病室で眠る健の隣で新聞を読んでいたジョーが、健が目覚めた気配に気付いたのは、手術室から戻って1時間半程経った頃だった。
「麻酔が醒めたようだな。どうだ痛むか?」
「いや……まだ麻痺していて解らない」
「そうか。やはり複雑骨折していやがったぜ。
 まあ、アレの直撃を受けてそれで済んだのはラッキーだったかもしれねぇな」
「ジョーがやったのか?」
健が半身を起こそうとしたので、ジョーは手で止め、ベッドを少しだけギャッジアップさせた。
「なぁに、運が良かっただけさ」
ジョーはシニカルに笑った。
「暫く入院だとよ。リハビリも必要だ」
「ジョー、任務のない時はリハビリに付き合ってくれないか?」
「おめぇの『リハビリ』は実戦さながらのもんだろ?
 俺と変わりはしねぇじゃねぇか?
 いつも俺の事を止める癖によ」
「付き合ってくれないのなら、1人でやるからいい」
健が珍しく不貞腐れて見せた。
「馬鹿野郎。望む処だ。とことん付き合ってやるから安心しな。
 だから、『リハビリ』が出来るようになるまで、精々安静にしている事だ」
ジョーは立場が逆転している事を愉しんでいるかのようだった。
そこにジュンが花束を持って入って来た。
ジョーはそれを潮に立ち上がった。
「じゃあ、俺は帰るぜ。2人でゆっくり話でもしてな。
 ジュン、意識が戻った事は俺が看護師に言っておいてやる」
ジョーはそう言うと、後ろ手に手を振って出て行った。
「有難う、ジョー……」
ジュンが呟くように謝辞を言った言葉は、辛うじて聞き取っていた。
今回の二元戦争は、ジュンが博士に報告した通り、ジョーの活躍がなければ制する事が出来なかった。
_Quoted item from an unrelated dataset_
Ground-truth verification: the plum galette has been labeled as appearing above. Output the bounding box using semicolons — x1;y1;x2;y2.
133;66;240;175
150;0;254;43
ジョーのサブリーダーとしての成長がまた見られたのだ。
彼は病室を出てから、フッと気がついて時計を見た。
まだ明け方だった。
辛うじてレースには間に合いそうだ。
トレーラーハウスに戻って支度をしよう。
一睡もしていない状態での出場だが、気負わずに行こう。
そう決めたジョーは足取りも軽く病院を後にするのであった。